Thursday, 8 September 2011
Ideas
The following features could be integrated into eRaUI (when running in widget form) to enhance the user experience.
- Social Networking Icons – i.e. facebook and twitter (like / tweet)
- Print Page Icon
- Translate
- Contact Us
- Bookmark
- Feedback and bug reporting capabilities
Mechanisms of Deployment:
- · The most simple and feasible mechanism to deploy a browser-based widget is probably to add a javascript include (single line of code) to the section of a webpage.
- · Another possibility is to create a Wibiya Application – allowing eRaUI to be deployed inside Wibiya.
- · Could also feasibly be run as a Browser Extension (like the Google Toolbar) so that it could work with any website or web application.
Algorithms and methods for machine learning
Machine learning algorithms could be used to determine which features of eRaUI are being used on a website and which are redundant. Thus the application could switch features on and off according to the extent to which they are made use of. This might be particularly useful when taking into account detected User-Agent or resolving a client’s IP address to their geographic location. Machine learning algorithms could be used to determine what elements of eRaUI are best for presenting to the user.
Types of Machine Learning Algorithms:
- · Supervised Learning – less suitable because of the need for an element of human supervision.

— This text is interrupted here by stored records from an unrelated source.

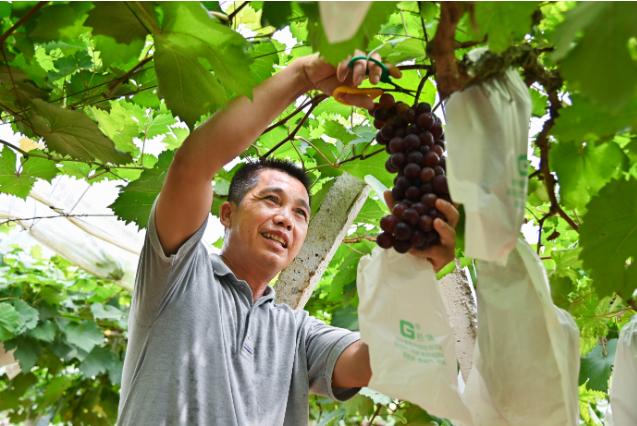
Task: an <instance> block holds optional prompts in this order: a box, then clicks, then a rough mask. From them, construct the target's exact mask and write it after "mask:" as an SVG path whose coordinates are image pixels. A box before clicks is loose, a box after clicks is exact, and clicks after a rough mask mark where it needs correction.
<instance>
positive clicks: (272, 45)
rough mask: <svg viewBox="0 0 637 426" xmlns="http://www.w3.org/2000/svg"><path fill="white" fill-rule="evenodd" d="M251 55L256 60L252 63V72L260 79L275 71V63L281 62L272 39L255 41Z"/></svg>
mask: <svg viewBox="0 0 637 426" xmlns="http://www.w3.org/2000/svg"><path fill="white" fill-rule="evenodd" d="M250 47H251V52H250V53H251V55H250V56H251V57H252V59H253V61H254V62H252V65H250V68H251V70H252V72H253V73H254V75H255V77H256V78H257V80H258V81H263V80H265V79H266V78H268V77H270V76H271V75H272V73H273V72H274V65H275V64H278V63H279V55H278V53H277V48H276V46H275V45H274V43H272V42H271V41H267V42H261V43H253V44H252V45H251V46H250Z"/></svg>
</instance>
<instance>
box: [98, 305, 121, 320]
mask: <svg viewBox="0 0 637 426" xmlns="http://www.w3.org/2000/svg"><path fill="white" fill-rule="evenodd" d="M91 312H92V313H93V317H94V318H95V319H113V320H119V319H122V318H123V317H124V313H123V312H122V311H120V310H119V309H117V308H116V307H114V306H110V305H103V304H101V303H93V304H92V305H91Z"/></svg>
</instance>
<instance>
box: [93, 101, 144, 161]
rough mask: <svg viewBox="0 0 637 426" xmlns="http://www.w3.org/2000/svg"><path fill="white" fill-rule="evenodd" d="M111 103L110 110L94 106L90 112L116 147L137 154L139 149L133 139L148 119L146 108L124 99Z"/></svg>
mask: <svg viewBox="0 0 637 426" xmlns="http://www.w3.org/2000/svg"><path fill="white" fill-rule="evenodd" d="M110 105H111V109H110V111H104V110H102V109H100V108H95V107H92V108H91V109H90V112H91V114H93V117H94V118H95V120H96V121H97V123H98V125H99V128H100V130H101V131H102V132H103V133H104V134H105V135H106V136H108V137H109V138H110V139H111V140H112V141H113V142H114V143H115V148H116V149H118V150H120V151H124V152H129V153H133V154H134V155H136V154H137V153H138V151H139V149H138V148H137V146H136V145H135V143H134V142H133V139H134V138H135V137H137V136H139V134H140V127H141V126H142V125H143V123H144V122H146V121H147V120H146V114H145V112H144V108H142V107H140V106H139V105H136V104H134V103H132V102H126V101H122V100H118V101H111V103H110Z"/></svg>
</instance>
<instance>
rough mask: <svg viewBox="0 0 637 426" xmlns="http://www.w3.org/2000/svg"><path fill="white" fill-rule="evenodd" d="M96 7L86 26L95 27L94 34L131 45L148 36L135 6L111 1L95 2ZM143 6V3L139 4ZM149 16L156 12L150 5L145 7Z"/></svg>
mask: <svg viewBox="0 0 637 426" xmlns="http://www.w3.org/2000/svg"><path fill="white" fill-rule="evenodd" d="M93 4H94V5H95V7H94V8H93V9H92V10H91V11H90V12H89V17H88V19H87V20H86V25H90V26H91V27H93V34H102V35H107V36H110V37H113V38H114V39H115V40H117V41H118V42H120V43H130V42H131V41H133V40H135V39H143V38H145V37H146V34H148V31H147V30H146V28H145V27H144V26H143V25H142V24H141V22H140V21H139V19H138V18H137V17H136V16H135V14H134V13H133V11H132V10H131V9H133V10H134V8H135V5H131V6H130V8H129V6H127V5H126V3H125V2H119V1H109V2H108V3H106V2H95V3H93ZM137 4H142V3H137ZM143 7H144V9H145V10H146V13H147V16H153V15H154V12H153V9H152V5H151V4H150V3H147V4H144V5H143Z"/></svg>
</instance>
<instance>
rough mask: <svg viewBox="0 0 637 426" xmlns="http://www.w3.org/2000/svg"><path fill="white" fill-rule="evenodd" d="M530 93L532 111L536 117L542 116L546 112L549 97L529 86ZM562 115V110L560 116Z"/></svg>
mask: <svg viewBox="0 0 637 426" xmlns="http://www.w3.org/2000/svg"><path fill="white" fill-rule="evenodd" d="M529 93H530V94H531V104H532V109H531V113H532V114H533V115H534V116H535V117H542V116H544V114H546V106H547V99H548V97H547V96H546V95H544V94H542V93H540V92H538V91H537V90H535V89H531V88H529ZM561 116H562V114H561V112H560V117H561Z"/></svg>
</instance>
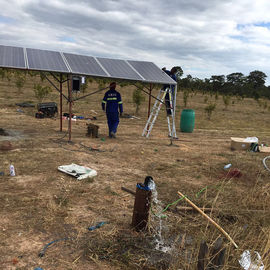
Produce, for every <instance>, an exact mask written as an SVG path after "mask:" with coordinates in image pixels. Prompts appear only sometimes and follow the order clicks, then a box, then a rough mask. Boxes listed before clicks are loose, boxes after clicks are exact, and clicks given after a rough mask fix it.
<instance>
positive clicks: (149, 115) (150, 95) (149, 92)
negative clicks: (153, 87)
mask: <svg viewBox="0 0 270 270" xmlns="http://www.w3.org/2000/svg"><path fill="white" fill-rule="evenodd" d="M151 94H152V83H150V89H149V99H148V118H149V116H150V110H151Z"/></svg>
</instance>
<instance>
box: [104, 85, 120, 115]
mask: <svg viewBox="0 0 270 270" xmlns="http://www.w3.org/2000/svg"><path fill="white" fill-rule="evenodd" d="M105 106H106V113H118V109H119V111H120V113H122V112H123V102H122V99H121V95H120V93H119V92H117V91H116V90H115V89H110V90H108V91H107V92H106V93H105V95H104V98H103V100H102V110H103V111H105Z"/></svg>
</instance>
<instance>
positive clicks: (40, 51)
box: [26, 48, 69, 73]
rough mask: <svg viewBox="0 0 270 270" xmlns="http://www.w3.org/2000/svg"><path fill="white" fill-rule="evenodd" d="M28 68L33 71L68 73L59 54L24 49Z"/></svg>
mask: <svg viewBox="0 0 270 270" xmlns="http://www.w3.org/2000/svg"><path fill="white" fill-rule="evenodd" d="M26 52H27V58H28V67H29V69H33V70H42V71H57V72H68V73H69V69H68V68H67V66H66V64H65V62H64V60H63V58H62V56H61V54H60V52H54V51H45V50H38V49H29V48H27V49H26Z"/></svg>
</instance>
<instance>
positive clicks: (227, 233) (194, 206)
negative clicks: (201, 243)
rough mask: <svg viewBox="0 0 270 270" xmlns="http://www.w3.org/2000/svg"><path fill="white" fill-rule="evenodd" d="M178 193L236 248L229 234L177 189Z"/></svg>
mask: <svg viewBox="0 0 270 270" xmlns="http://www.w3.org/2000/svg"><path fill="white" fill-rule="evenodd" d="M178 195H180V196H181V197H183V198H184V199H185V201H186V202H188V203H189V204H190V205H191V206H192V207H193V208H194V209H196V210H197V211H198V212H199V213H200V214H202V215H203V216H204V217H205V218H206V219H208V220H209V221H210V222H211V223H212V224H213V225H214V226H215V227H216V228H217V229H218V230H219V231H220V232H222V233H223V235H225V237H226V238H227V239H228V240H229V241H230V242H231V243H232V244H233V245H234V246H235V248H238V246H237V245H236V243H235V242H234V241H233V239H232V238H231V237H230V236H229V234H228V233H226V232H225V231H224V230H223V229H222V228H221V227H220V226H219V225H218V224H217V223H216V222H215V221H214V220H213V219H212V218H210V217H209V216H208V215H206V214H205V213H204V212H203V211H202V210H201V209H200V208H199V207H198V206H196V205H195V204H194V203H193V202H192V201H190V200H189V199H188V198H187V197H186V196H184V195H183V194H182V193H181V192H180V191H178Z"/></svg>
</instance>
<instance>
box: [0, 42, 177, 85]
mask: <svg viewBox="0 0 270 270" xmlns="http://www.w3.org/2000/svg"><path fill="white" fill-rule="evenodd" d="M0 67H6V68H17V69H29V70H37V71H52V72H60V73H69V74H76V75H89V76H97V77H105V78H112V79H125V80H132V81H141V82H149V83H160V84H176V82H175V81H174V80H173V79H172V78H171V77H169V76H168V75H167V74H166V73H165V72H163V71H162V70H161V69H159V68H158V67H157V66H156V65H155V64H154V63H152V62H145V61H131V60H128V61H126V60H119V59H109V58H100V57H97V58H95V57H92V56H86V55H77V54H71V53H61V52H55V51H48V50H38V49H30V48H27V49H25V48H21V47H11V46H4V45H0Z"/></svg>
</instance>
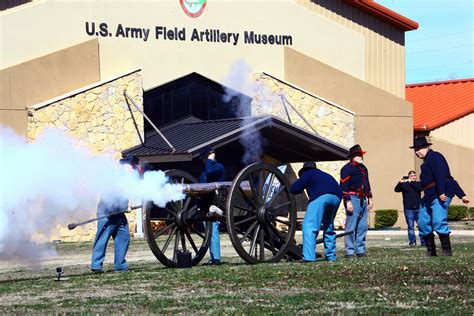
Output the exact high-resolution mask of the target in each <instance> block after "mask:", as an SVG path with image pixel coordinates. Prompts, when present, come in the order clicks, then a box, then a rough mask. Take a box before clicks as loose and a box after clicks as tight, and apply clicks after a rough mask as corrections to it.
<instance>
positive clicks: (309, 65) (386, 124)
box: [285, 48, 414, 227]
mask: <svg viewBox="0 0 474 316" xmlns="http://www.w3.org/2000/svg"><path fill="white" fill-rule="evenodd" d="M285 80H288V81H290V82H292V83H294V84H296V85H298V86H301V87H302V88H304V89H306V90H308V91H311V92H312V93H315V94H317V95H319V96H321V97H323V98H325V99H328V100H331V101H333V102H335V103H337V104H339V105H341V106H344V107H346V108H348V109H349V110H352V111H354V112H355V139H354V141H355V143H359V144H360V145H361V146H362V148H363V149H364V150H366V151H368V154H367V155H366V156H365V157H364V158H365V161H366V165H367V166H368V168H369V172H370V181H371V184H372V192H373V194H374V207H375V209H385V208H396V209H398V210H399V222H398V223H397V225H400V226H402V227H403V226H404V225H405V224H404V218H403V213H402V211H403V206H402V199H401V196H399V195H397V194H396V193H395V192H394V191H393V188H394V186H395V184H396V182H397V181H398V180H399V179H400V177H401V176H402V175H404V174H405V173H406V172H407V171H408V170H410V169H412V168H413V167H414V164H413V159H412V154H413V153H412V152H411V151H410V150H409V148H408V147H409V146H410V145H411V142H412V139H413V116H412V105H411V103H409V102H408V101H406V100H404V99H401V98H398V97H396V96H394V95H392V94H390V93H388V92H386V91H383V90H381V89H379V88H376V87H374V86H371V85H370V84H368V83H366V82H363V81H361V80H359V79H357V78H354V77H352V76H349V75H348V74H345V73H342V72H340V71H338V70H337V69H334V68H332V67H330V66H328V65H326V64H323V63H321V62H319V61H316V60H314V59H312V58H309V57H308V56H305V55H304V54H301V53H299V52H296V51H295V50H292V49H289V48H285ZM370 224H371V225H373V212H372V216H371V219H370Z"/></svg>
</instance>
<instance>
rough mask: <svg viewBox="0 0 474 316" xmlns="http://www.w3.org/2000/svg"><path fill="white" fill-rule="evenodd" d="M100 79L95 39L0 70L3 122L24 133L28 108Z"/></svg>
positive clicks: (25, 131)
mask: <svg viewBox="0 0 474 316" xmlns="http://www.w3.org/2000/svg"><path fill="white" fill-rule="evenodd" d="M4 46H5V45H3V39H2V47H4ZM2 49H3V48H2ZM99 79H100V72H99V46H98V41H97V40H96V39H94V40H89V41H87V42H85V43H82V44H78V45H75V46H72V47H69V48H67V49H63V50H60V51H58V52H55V53H52V54H49V55H46V56H43V57H39V58H36V59H33V60H30V61H28V62H24V63H21V64H18V65H15V66H12V67H9V68H6V69H3V70H0V84H1V88H0V114H1V119H0V124H2V125H4V126H8V127H11V128H13V129H14V130H15V131H16V132H17V133H19V134H22V135H25V133H26V129H27V121H26V108H27V107H29V106H31V105H33V104H36V103H39V102H42V101H45V100H48V99H50V98H52V97H55V96H58V95H61V94H64V93H66V92H68V91H71V90H74V89H77V88H79V87H82V86H84V85H87V84H90V83H93V82H97V81H99Z"/></svg>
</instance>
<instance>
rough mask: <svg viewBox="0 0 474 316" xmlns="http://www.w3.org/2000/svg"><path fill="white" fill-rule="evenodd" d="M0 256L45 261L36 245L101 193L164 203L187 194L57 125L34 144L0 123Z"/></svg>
mask: <svg viewBox="0 0 474 316" xmlns="http://www.w3.org/2000/svg"><path fill="white" fill-rule="evenodd" d="M0 152H1V155H0V258H11V257H18V258H20V259H23V260H26V261H28V260H35V261H36V260H41V258H42V257H43V256H45V255H49V253H48V251H49V250H48V249H47V248H44V247H43V246H42V245H37V244H36V240H37V239H38V237H45V238H48V237H49V236H51V235H52V234H53V233H55V232H54V229H55V228H56V227H57V225H58V224H61V225H66V224H67V223H68V222H70V221H71V219H84V218H87V217H88V216H90V215H92V214H94V213H93V212H91V211H95V209H96V207H97V202H98V199H99V198H102V199H104V200H105V202H107V203H108V204H113V201H114V200H117V199H119V198H128V199H130V200H132V201H141V200H151V201H153V202H154V203H155V204H157V205H160V206H164V205H165V204H166V203H167V202H169V201H176V200H180V199H182V198H184V195H183V193H182V189H181V187H180V186H179V185H175V184H170V183H167V178H166V176H165V174H164V173H163V172H161V171H150V172H146V173H145V175H144V177H143V179H141V178H140V176H139V174H138V172H137V171H132V170H131V169H130V168H126V167H125V166H121V165H119V164H118V163H117V162H116V161H114V160H113V159H112V157H109V156H97V155H96V156H94V155H92V154H91V153H90V152H89V151H88V150H86V149H84V148H81V147H79V146H77V143H76V142H75V141H73V140H72V139H70V138H68V137H66V136H65V134H64V133H63V132H60V131H59V130H46V131H45V132H44V133H43V134H42V135H40V136H39V138H38V140H37V141H36V142H34V143H27V142H26V140H25V139H23V138H21V137H19V136H17V135H15V134H14V133H13V132H12V131H11V130H9V129H6V128H1V127H0Z"/></svg>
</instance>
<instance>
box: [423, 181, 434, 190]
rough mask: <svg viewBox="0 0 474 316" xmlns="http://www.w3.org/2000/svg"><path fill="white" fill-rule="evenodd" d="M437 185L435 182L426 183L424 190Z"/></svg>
mask: <svg viewBox="0 0 474 316" xmlns="http://www.w3.org/2000/svg"><path fill="white" fill-rule="evenodd" d="M435 185H436V183H435V182H431V183H428V184H427V185H425V186H424V187H423V191H426V190H428V189H431V188H433V187H434V186H435Z"/></svg>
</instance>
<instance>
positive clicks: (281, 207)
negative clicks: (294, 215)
mask: <svg viewBox="0 0 474 316" xmlns="http://www.w3.org/2000/svg"><path fill="white" fill-rule="evenodd" d="M288 205H291V202H290V201H288V202H285V203H281V204H279V205H277V206H275V207H274V208H273V210H274V211H276V210H278V209H280V208H282V207H285V206H288Z"/></svg>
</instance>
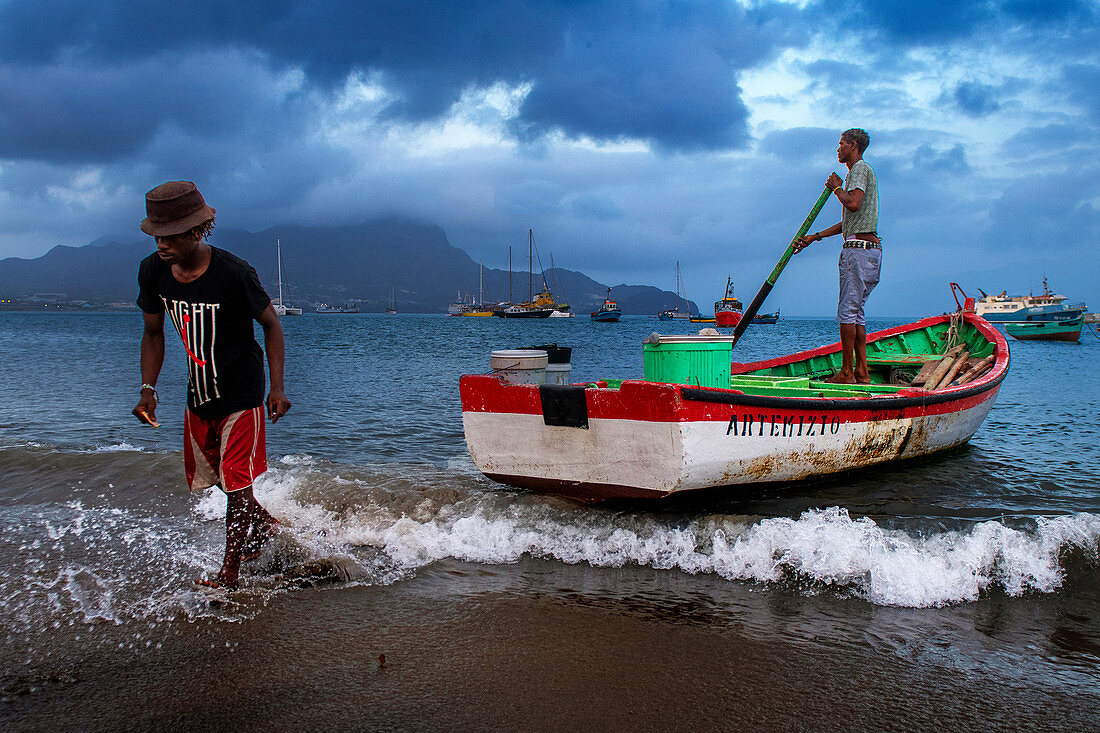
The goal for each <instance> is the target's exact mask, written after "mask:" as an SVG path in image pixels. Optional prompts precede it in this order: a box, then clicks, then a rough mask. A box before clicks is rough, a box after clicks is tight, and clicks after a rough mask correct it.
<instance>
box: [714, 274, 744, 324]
mask: <svg viewBox="0 0 1100 733" xmlns="http://www.w3.org/2000/svg"><path fill="white" fill-rule="evenodd" d="M742 307H744V306H742V305H741V302H740V300H738V299H737V298H736V297H735V296H734V278H733V277H726V294H725V295H724V296H723V297H722V298H720V299H719V300H715V302H714V321H715V324H717V325H718V326H722V327H724V328H729V327H731V326H736V325H737V324H738V321H740V319H741V309H742Z"/></svg>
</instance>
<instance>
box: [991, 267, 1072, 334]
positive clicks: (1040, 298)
mask: <svg viewBox="0 0 1100 733" xmlns="http://www.w3.org/2000/svg"><path fill="white" fill-rule="evenodd" d="M979 292H981V297H980V298H977V300H976V302H975V311H976V313H977V314H978V315H979V316H981V317H982V318H985V319H986V320H989V321H993V322H999V324H1013V322H1015V324H1023V322H1030V321H1035V320H1073V319H1074V318H1077V317H1078V316H1080V315H1081V314H1084V313H1085V311H1086V310H1088V306H1086V305H1085V304H1084V303H1073V304H1070V303H1066V300H1067V298H1066V296H1065V295H1056V294H1055V293H1052V292H1051V287H1049V285H1047V282H1046V277H1044V278H1043V294H1042V295H1005V291H1002V292H1001V294H1000V295H987V294H986V293H985V292H982V291H979Z"/></svg>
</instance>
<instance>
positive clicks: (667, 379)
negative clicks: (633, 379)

- · Semi-Supervised Learning – same issues as Supervised Learning in terms of requiring an element of human supervision.
- · Reinforcement Learning – possible
- · Genetic Algorithms – it may be possible to allow the underlying algorithms to modify themselves in such a way as to present the most useful information to the user.
http://www.obitko.com/tutorials/genetic-algorithms/
- · K-Nearest Neighbour algorithm – this is a possibility – although it is the most simplistic of all machine learning algorithms
- · Cluster Analysis – although not an algorithm in itself, this could help with the process of separating user actions in such a way as to make them amenable to certain techniques.
- · Bayesian Methods
Monday, 5 September 2011
September Objectives
- Write a report about August achievements and activities.
- Investigate machine learning algorithms to carry out user modelling.
- Design and implement this feature of machine learning user modelling into eRaUI prototype.
- Organise at least 3 weekly technical meetings and one monthly meeting for evaluating the implementation of machine learning for user modelling in the eRaUI prototype.
- Produce an evaluation / testing plan for eRaUI machine learning module.